Table 1: Pertinent characteristics of 46 subjects participating to the study. Mean ± SEM is shown for each variable. Anova significance (p) < 0.05 level. View Table 1


The CSII group used a Disetronic V100 insulin pump loaded with soluble human insulin Actrapid® U-100 (Novo Nordisk) or U 10 (diluted 1/10 with NaCl 0.9%) or Insuman Infusat® U-100 (Aventis Pharma). In young children, the use of diluted human insulin Actrapid® allows to administer insulin of very low doses (< 0.1 U/h). As a consequence, there is no risk of nocturnal hypoglycemia. The CV group used NovoRapid® (Novo Nordisk) or Humalog® (Eli Lilly) and Insulatard® (Novo Nordisk) or Huminsulin Basal® (Eli Lilly) either in 2 injections (mixture of rapid and NPH) or in 3 injections (mixture of rapid and NPH morning and evening and one NPH injection after lunch). Diabetes control was assessed by 3-4 (CV group) or 4-6 (CSII group) daily glycemias. Formal medical controls were performed on a 3-4 months basis with HbA1c measurement using a DCA® 2000 (Bayer) device regularly calibrated and checked through an external laboratory quality control program. In addition, each subject underwent a full yearly check up including microalbuminuria determination, lipid profile determination and screening for auto-immune diseases.
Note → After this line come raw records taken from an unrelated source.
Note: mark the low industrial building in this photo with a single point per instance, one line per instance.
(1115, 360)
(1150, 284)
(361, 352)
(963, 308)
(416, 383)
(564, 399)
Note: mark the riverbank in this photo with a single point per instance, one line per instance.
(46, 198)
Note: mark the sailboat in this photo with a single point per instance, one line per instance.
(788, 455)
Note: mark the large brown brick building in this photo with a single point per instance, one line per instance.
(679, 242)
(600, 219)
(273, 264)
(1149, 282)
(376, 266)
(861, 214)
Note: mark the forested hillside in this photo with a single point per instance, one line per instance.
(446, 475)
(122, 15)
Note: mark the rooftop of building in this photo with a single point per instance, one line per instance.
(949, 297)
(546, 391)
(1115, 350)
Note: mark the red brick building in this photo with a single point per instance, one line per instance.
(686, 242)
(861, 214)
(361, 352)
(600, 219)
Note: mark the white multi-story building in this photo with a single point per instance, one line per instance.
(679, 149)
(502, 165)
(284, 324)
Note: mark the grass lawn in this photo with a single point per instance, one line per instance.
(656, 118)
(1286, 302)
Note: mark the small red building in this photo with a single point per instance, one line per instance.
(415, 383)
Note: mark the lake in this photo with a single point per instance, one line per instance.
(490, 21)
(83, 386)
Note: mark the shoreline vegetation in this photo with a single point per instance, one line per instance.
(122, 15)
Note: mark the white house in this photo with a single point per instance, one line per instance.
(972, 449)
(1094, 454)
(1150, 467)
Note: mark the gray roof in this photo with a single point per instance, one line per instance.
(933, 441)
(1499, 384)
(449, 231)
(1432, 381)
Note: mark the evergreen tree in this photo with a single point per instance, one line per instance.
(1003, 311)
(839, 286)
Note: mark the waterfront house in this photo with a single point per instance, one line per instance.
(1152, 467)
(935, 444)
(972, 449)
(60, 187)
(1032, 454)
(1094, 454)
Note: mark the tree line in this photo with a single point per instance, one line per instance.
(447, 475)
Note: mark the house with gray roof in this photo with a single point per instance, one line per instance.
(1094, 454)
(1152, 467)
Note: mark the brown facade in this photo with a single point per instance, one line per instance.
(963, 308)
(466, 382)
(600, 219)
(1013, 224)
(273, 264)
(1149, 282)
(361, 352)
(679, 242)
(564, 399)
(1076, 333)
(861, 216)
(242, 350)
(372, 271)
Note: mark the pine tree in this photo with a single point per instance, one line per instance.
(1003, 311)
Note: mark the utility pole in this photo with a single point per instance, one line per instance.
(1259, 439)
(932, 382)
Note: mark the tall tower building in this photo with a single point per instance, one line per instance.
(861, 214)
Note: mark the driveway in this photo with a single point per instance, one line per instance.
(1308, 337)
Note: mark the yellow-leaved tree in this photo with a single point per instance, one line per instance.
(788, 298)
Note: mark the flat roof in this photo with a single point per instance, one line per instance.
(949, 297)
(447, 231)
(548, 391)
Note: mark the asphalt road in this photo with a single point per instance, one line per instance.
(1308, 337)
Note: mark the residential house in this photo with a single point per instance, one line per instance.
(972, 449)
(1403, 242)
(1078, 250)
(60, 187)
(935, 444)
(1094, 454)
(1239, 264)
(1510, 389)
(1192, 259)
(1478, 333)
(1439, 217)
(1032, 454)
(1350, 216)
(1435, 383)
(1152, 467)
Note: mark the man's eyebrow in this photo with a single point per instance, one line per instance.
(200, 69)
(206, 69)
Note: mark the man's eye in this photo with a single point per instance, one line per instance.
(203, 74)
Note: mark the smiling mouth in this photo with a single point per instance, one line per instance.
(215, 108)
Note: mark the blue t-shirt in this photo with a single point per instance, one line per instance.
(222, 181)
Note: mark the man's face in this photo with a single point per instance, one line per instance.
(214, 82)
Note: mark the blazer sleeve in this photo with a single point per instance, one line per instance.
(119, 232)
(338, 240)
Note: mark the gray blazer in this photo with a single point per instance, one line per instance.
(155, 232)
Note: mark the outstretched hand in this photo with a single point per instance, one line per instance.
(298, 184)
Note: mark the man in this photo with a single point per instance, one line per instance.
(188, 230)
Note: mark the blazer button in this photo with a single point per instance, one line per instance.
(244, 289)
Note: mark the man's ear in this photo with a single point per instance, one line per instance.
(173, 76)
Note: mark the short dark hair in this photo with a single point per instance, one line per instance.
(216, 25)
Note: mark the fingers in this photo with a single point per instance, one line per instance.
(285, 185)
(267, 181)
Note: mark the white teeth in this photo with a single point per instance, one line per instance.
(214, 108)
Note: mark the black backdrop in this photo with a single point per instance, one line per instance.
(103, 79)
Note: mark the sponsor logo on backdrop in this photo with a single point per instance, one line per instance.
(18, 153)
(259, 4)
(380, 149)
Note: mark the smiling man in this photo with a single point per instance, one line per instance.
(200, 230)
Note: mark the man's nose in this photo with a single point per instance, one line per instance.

As part of a larger program aiming at controlling the cost/effectiveness ratio of paediatric diabetes care for local public health authorities, the Unit has designed a prospective structured education and follow-up program integrating the socio-cultural scope. The ultimate goal is to ensure familial autonomy in diabetes care at home as well as in the children's various places of life regardless of therapeutic strategy. The program is split into two parts: a) at the onset of diabetes, during hospitalization: 15 teaching hours given by the multidisciplinary team and discussing each aspect of diabetes therapy and balance including the management of daily hazards; b) educational follow up and advice on the various places of life (neighbors, kindergarten, school) by two specialized public health nurses. This follow up comprises 10 interventions lasting 1-2 hours on a monthly basis during the first 3 months then one intervention per trimester including family evaluation, information at kindergarten or school with active participation of caretakers and teachers: teaching is mainly practical using games developed for young children. The program is backed up by an emergency line open 24 h/24.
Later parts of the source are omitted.